Legend has it that the inventor of bamboo scaffolding was Youchao (literally Have Shelter), a legendary character in ancient China who built the first tree house in human history (Oops, I had thought that it was Tarzar's parents). Scaffolding is an old trade indeed.
^The scaffolder is without a safety helmet, which is apparently against the law.
The bamboo scaffolding is as aesthetic as technical which we learned in two old posts here and here. Not all scaffolding is built with the same method.

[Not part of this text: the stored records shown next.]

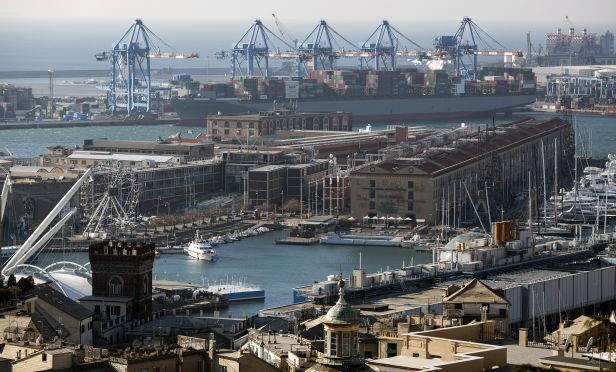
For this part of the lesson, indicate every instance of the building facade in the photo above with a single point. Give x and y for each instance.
(490, 168)
(244, 126)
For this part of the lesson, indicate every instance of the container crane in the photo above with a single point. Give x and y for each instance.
(254, 50)
(318, 47)
(382, 48)
(456, 48)
(131, 87)
(286, 35)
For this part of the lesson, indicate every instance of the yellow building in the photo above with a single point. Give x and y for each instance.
(438, 184)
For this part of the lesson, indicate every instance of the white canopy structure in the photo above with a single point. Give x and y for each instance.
(73, 283)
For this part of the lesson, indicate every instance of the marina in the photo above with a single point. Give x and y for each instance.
(446, 203)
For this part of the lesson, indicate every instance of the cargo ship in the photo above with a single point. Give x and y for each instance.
(194, 112)
(368, 95)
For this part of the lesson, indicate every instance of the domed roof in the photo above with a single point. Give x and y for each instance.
(341, 312)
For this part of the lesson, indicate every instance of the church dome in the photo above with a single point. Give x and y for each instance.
(341, 312)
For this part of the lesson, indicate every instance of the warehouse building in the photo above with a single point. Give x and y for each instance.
(487, 169)
(266, 123)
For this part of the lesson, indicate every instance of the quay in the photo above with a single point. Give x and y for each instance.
(83, 123)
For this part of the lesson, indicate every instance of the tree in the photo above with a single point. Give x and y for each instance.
(12, 281)
(607, 338)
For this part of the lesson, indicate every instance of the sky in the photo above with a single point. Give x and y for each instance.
(583, 11)
(64, 34)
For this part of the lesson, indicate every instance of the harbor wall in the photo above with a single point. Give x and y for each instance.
(561, 295)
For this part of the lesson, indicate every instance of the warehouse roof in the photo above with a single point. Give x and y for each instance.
(106, 155)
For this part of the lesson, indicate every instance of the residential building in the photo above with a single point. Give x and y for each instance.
(476, 301)
(275, 348)
(459, 348)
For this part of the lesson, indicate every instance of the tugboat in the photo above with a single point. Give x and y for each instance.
(200, 249)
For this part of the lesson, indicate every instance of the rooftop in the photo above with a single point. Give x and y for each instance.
(106, 155)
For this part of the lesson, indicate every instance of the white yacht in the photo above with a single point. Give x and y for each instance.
(200, 249)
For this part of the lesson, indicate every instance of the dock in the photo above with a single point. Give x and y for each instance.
(295, 240)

Whenever I find the bamboo scaffolders erect the huge masterpieces in a day or two, I cannot but exclaim with utmost admiration.
^A scaffolder earns around HK$1,000 a day which is not much
because they do not have work on a daily basis.
The best part showing courage and skills is none other than their swift movements of drifting effortlessly from one corner to another on the scaffolds, which always amazes me like what windowing shopping a well-stocked confectionary would be to a young child.
<- The scaffolding is built upon a sidewalk next to Nathan Road, the thoroughfare of the Kowloon Penisular. The area under a scaffolding is seldom cordoned off, which speak volumns for the technical sturdiness of it. As an aside, Nathan was one of British viceroy to Hong Kong. Most of the old streets are named after the top echelon officials in the Hong Kong British colonial government, of which the Chinese names were sometimes translated in a obnoxious word-play way. This could make another topic.